Any other time I'd just say this is Rush being Rush. Say something authoritatively, thump the desk, shuffle papers, make it sound like you know what you're talking about, and the dittohead nation will believe you. But this is a little different, because a) the idea is bat shit insane, and b) because it's so easy to prove otherwise. CNN/Opinion Research Poll--#1 Issue-Terrorism followed by the economy and Iraq. CBS News--#1 Issue-The war in Iraq. The Harris Poll--#1 Issue-The war. NBC/WSJ Iraq War ties for #1 with the economy. Pew Research--American's top voting priority? Protecting the U.S. from another terrorist attack.
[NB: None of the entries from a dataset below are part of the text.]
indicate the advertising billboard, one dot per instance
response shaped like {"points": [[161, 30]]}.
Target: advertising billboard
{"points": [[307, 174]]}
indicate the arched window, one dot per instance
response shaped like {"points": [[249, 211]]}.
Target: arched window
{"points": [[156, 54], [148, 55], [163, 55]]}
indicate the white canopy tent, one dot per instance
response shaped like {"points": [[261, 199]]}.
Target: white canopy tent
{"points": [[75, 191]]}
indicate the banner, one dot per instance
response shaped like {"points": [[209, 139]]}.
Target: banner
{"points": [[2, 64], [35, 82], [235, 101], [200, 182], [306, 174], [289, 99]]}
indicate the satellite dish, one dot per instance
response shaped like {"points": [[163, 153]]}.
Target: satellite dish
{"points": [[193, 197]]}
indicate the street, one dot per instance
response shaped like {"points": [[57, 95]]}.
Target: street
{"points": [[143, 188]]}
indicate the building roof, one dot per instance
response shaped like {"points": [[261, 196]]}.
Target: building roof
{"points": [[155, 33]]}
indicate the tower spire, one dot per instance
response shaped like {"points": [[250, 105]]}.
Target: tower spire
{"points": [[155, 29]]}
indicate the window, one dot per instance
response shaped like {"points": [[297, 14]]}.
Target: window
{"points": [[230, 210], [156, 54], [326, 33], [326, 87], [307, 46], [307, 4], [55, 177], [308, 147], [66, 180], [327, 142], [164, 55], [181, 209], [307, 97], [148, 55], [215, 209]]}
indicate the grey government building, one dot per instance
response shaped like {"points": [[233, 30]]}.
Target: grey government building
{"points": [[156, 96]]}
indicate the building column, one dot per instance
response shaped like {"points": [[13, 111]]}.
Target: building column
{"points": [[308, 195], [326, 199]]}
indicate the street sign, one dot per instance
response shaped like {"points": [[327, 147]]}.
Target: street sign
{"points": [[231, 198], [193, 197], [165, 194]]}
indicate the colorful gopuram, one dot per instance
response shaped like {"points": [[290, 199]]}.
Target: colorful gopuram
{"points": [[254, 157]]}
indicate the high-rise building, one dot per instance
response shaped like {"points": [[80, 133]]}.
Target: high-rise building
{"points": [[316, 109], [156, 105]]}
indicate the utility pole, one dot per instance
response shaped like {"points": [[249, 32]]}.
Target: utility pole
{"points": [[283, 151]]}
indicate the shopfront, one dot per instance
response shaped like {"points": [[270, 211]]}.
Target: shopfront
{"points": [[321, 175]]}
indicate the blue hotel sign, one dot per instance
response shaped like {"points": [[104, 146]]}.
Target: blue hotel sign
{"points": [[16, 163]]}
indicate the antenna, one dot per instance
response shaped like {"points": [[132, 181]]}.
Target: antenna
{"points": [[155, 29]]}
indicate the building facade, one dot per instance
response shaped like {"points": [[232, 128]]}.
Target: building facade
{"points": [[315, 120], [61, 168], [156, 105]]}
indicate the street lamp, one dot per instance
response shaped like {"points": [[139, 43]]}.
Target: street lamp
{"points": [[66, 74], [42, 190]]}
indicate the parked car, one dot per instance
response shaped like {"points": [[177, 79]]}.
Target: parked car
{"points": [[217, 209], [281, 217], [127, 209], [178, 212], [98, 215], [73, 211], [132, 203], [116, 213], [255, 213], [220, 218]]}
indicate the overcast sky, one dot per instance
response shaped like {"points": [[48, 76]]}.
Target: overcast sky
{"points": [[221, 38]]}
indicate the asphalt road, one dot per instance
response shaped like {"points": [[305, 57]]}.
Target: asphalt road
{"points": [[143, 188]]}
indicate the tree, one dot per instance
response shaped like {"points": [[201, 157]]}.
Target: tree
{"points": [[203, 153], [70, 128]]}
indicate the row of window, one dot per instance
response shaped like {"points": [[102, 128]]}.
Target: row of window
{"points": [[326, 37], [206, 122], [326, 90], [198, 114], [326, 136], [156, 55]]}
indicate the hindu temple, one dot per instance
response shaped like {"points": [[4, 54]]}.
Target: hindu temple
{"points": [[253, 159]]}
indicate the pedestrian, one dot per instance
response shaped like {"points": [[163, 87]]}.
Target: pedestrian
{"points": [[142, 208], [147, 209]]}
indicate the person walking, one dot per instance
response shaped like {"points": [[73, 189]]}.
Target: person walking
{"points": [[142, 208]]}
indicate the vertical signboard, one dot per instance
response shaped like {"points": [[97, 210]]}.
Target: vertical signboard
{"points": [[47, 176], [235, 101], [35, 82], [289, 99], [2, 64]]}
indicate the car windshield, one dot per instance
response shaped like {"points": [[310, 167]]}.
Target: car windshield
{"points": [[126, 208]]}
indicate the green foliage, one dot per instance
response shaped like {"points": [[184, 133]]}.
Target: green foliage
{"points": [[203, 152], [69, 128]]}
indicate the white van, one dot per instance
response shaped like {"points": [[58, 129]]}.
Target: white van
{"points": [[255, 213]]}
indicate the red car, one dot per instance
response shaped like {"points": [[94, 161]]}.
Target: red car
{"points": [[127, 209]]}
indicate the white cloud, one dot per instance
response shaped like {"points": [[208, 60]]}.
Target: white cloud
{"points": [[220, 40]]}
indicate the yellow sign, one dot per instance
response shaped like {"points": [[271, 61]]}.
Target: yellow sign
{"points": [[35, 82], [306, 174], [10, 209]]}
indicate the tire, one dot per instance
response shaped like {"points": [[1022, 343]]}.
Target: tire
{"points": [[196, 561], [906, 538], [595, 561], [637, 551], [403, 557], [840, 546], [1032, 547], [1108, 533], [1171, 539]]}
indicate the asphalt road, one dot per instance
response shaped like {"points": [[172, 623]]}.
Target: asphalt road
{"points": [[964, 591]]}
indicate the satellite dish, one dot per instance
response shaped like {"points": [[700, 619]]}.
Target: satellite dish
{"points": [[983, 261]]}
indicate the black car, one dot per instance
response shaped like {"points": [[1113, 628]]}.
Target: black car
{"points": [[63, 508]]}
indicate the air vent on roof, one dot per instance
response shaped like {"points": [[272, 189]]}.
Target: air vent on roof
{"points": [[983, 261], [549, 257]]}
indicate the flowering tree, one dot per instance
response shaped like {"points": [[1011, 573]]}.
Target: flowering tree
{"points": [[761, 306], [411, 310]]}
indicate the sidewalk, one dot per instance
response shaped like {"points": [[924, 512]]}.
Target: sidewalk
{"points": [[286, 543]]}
As to the `conventional wisdom' that "everyone knows we've already won the war," that brings up another set of issues. Most pollsters don't have the balls at this point to seriously ask the question "have we won the war in Iraq," so we'll have to infer how the American people feel about it. Let's see...majorities of Americans, some of them overwhelming...
* Disapprove of the way Bush is handling the war
* Think the Iraq war was a mistake
* Find the level of U.S. casualties unacceptable
* Believe the Iraq war has made us less save from terrorism
* Have `not much' or `no confidence' that Bush will successfully end the war (ahh...that kind of addresses the `have we won the war' question, doesn't it?)
* And finally, remarkably, 52% of Americans think Bush intentionally misled the American public into war with Iraq.
Yip-yip-Yahoo! Sounds like victory if ever I heard it! It's just more evidence of what I said before. The so-called party of ideas is officially out of ideas. And all the mental gymnastics in the world won't save them from Judgement Day on November 7th.
But, hey, at least it's good to know we won the war, right!?